When I started this blog, I would have sworn I'd be writing for months and months and months about our struggles and disappointment in trying to get pregnant. It never once crossed my mind that in a few short weeks, I'd be posting about my + tests, nor symptoms or any of that. I had thought this would be an Infertility blog for a long, long time. Yet, here I am, 4w3d pregnant (really only 16d post-conception).
One could say that my battle with infertility are over, and could very well be right. However, I'm not sure I will ever feel carefree about my pregnancy. I am so very aware that any day now we could be thrust back into the world of BBT, CM, supplements, medications and tests. The Boy is still taking his Male fertility and motility vitamins, and I still have my prescription bottles around. I don't want to take the chance that (knock on wood) something happens to this little embryo I'm housing and we are left up the creek and without our paddles.
I'm trying my hardest not to worry about every twinge and if this or that is a good sign or a bad sign or completely unrelated. That is probably difficult for any woman who just realized that they are going to be a mom for the 1st time. I, unfortunately, know too many women that reached this point, went over the moon, and then came crashing down to Earth as they miscarried. Maybe I'm over-analyzing everything and worrying too much, just like I always do. However, I'd rather do so, preparing myself for the worst, and be surprised when the best happens.

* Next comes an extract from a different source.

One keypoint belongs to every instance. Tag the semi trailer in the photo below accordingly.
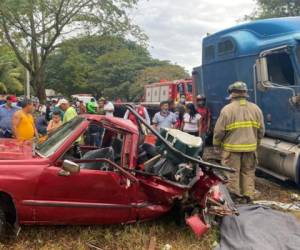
(265, 54)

I'm content at the moment to just hang out here in the middle stratosphere on Cloud Nine. I'm staying aware of all that my body does and frantically googling anything that seems to be abnormal according the books, sites, and everything else I've read. I'm going to keep peeing on preg tests to see that line or the word "pregnant" pop up (shhhh... I took a digital last night), probably even after I get my levels back from the blood work on Monday. Until there is a heartbeat, movement, something that can clue me in that every thing is A-OK in Fetus Land, I'm going to keep worrying. Because until this small, poppyseed-sized baby inside me is born, I'm still fighting to be fertile.